Prenatal diagnosis of esophageal atresia remains a challenge for the imaging consultant. On antenatal USG, the finding of an absent or small stomach in the setting of polyhydramnios used to be considered suspicious of esophageal atresia. However, these findings have a low positive predictive value. The upper neck pouch sign is another sign that helps in the antenatal diagnosis of esophageal atresia. In this paper, I report a case of esophageal atresia that was diagnosed on USG at 27 weeks of gestation; the diagnosis was confirmed postnatally.
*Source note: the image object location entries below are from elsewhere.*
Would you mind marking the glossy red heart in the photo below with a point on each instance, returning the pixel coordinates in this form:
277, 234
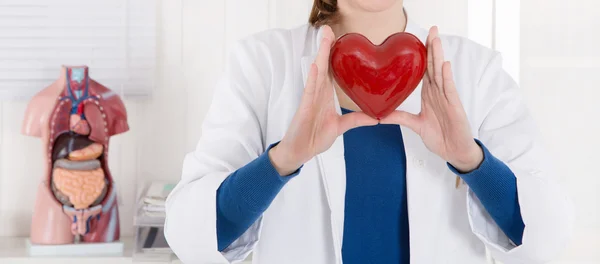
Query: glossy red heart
378, 78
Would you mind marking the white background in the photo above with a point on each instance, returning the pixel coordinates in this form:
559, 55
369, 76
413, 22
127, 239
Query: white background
552, 52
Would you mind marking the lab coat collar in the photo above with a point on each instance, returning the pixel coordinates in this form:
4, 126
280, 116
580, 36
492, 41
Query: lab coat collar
331, 163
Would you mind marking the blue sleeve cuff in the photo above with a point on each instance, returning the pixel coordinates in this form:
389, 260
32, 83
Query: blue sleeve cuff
489, 165
245, 195
496, 187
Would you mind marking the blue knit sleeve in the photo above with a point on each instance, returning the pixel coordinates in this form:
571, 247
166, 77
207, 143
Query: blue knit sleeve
496, 187
245, 195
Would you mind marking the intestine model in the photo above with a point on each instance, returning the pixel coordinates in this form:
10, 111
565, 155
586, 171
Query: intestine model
75, 118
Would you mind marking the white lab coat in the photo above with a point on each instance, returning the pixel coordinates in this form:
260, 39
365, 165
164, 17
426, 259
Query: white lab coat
253, 106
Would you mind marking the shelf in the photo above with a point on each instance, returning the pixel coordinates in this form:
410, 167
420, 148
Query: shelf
13, 250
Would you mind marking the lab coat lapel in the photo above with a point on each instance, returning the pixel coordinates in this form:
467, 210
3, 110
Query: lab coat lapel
331, 163
420, 192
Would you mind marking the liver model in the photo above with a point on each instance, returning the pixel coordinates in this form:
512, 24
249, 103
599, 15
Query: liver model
75, 118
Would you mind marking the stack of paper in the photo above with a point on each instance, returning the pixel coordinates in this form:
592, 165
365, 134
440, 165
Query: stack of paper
155, 197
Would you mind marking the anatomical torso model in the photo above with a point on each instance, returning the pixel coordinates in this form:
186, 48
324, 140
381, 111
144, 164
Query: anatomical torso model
75, 117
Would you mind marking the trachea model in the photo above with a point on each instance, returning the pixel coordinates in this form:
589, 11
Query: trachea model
75, 117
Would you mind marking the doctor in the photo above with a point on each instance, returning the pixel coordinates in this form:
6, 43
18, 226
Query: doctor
290, 169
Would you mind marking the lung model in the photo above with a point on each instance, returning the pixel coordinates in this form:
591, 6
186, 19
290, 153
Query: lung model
75, 118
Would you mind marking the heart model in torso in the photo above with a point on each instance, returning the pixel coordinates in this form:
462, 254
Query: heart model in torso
79, 195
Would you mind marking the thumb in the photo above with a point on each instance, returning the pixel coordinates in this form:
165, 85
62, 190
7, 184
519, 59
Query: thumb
354, 120
403, 118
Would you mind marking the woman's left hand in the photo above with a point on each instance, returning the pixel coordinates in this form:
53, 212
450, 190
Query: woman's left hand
442, 123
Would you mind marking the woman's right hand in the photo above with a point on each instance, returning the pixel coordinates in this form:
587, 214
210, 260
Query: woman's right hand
316, 124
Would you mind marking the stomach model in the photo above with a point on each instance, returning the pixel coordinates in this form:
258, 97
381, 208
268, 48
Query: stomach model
83, 117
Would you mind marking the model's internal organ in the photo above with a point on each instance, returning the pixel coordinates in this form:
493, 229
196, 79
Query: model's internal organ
79, 125
78, 180
82, 187
88, 153
82, 219
75, 116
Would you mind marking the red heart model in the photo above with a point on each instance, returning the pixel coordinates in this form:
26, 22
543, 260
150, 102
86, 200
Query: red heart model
378, 78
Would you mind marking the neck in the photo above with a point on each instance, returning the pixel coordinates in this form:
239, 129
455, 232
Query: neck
376, 26
77, 76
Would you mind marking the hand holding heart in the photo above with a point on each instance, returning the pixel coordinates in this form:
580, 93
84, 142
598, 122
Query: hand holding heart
316, 124
442, 122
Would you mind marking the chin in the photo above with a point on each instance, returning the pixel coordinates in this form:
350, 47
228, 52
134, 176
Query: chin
372, 5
Keywords: Esophageal atresia; upper neck pouch sign

How to cite this article:
Garg MK. Case report: Upper neck pouch sign in the antenatal diagnosis of esophageal atresia. Indian J Radiol Imaging 2009;19:252-4

How to cite this URL:
Garg MK. Case report: Upper neck pouch sign in the antenatal diagnosis of esophageal atresia. Indian J Radiol Imaging [serial online] 2009 [cited 2020 Feb 17];19:252-4. Available from: http://www.ijri.org/text.asp?2009/19/3/252/54875

   Introduction Top


On antenatal USG, esophageal atresia is usually suspected when there is polyhydramnios and an absent or small stomach. [1] This, however, is not definitive; the positive predictive value of these findings is only 56%. [2] These findings may also be associated with other anomalies. [3] The presence of a blind-ending anechoic pouch in the fetal neck or mediastinum, the upper neck pouch sign, which is best visualized during fetal swallowing is an additional sign for the antenatal diagnosis of esophageal atresia. [4],[5],[6]
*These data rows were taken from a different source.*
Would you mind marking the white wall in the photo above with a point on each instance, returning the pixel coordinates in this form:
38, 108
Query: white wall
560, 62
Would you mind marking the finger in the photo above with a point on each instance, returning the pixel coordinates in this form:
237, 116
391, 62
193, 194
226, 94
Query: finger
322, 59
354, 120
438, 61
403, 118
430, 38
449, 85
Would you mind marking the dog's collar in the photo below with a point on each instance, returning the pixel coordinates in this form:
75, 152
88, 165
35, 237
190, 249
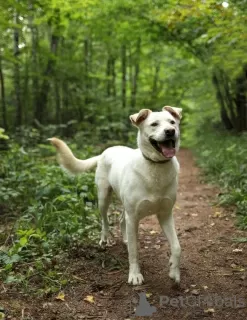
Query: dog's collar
151, 160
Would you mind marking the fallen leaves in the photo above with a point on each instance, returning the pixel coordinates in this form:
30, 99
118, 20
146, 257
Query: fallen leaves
195, 292
60, 296
217, 214
237, 250
209, 310
89, 299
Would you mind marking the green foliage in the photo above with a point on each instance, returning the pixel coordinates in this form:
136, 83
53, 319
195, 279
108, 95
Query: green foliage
52, 211
222, 157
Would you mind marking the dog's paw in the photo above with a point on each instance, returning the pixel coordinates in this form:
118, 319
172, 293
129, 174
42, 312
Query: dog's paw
135, 278
105, 241
174, 274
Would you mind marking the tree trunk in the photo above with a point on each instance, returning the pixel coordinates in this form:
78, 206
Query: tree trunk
136, 73
223, 112
241, 102
124, 70
17, 84
58, 101
108, 75
113, 82
41, 105
4, 113
34, 60
86, 72
155, 81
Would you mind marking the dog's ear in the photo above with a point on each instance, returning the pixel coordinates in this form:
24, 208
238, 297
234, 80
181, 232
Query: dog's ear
137, 118
175, 112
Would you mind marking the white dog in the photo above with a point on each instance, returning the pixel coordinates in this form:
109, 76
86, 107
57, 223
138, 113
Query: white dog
144, 179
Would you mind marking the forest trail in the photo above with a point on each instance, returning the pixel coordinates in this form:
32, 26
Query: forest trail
212, 266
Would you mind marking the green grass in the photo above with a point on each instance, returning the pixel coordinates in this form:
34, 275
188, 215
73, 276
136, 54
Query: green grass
46, 212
I report a case of esophageal atresia that was diagnosed antenatally at 27 weeks by demonstration of the upper neck pouch sign; the diagnosis was confirmed postnatally.


   Case Report Top


A 20-year-old multiparous (gravida 2) woman at 27 weeks' gestation was referred for a fetal well-being examination. There was no history of consanguinity and the family history was unremarkable. Her previous pregnancy had been uneventful.

Ultrasonography examination revealed polyhydramnios (amniotic fluid index: 25 cm) and a very small stomach [Figure 1]. In view of these findings, the fetal neck and chest were examined in detail. An anechoic, dilated, blind-ending proximal esophageal pouch was seen in the neck. It could be seen to be filling and emptying repeatedly on real-time examination [Figure 2] and [Figure 3]. Based upon this finding, a diagnosis of esophageal atresia was made. In view of the very small stomach, the presence of a distal tracheoesophageal fistula was suspected.

Ten days later the patient went into premature labor and delivered a male baby vaginally. The baby, however, died immediately after birth.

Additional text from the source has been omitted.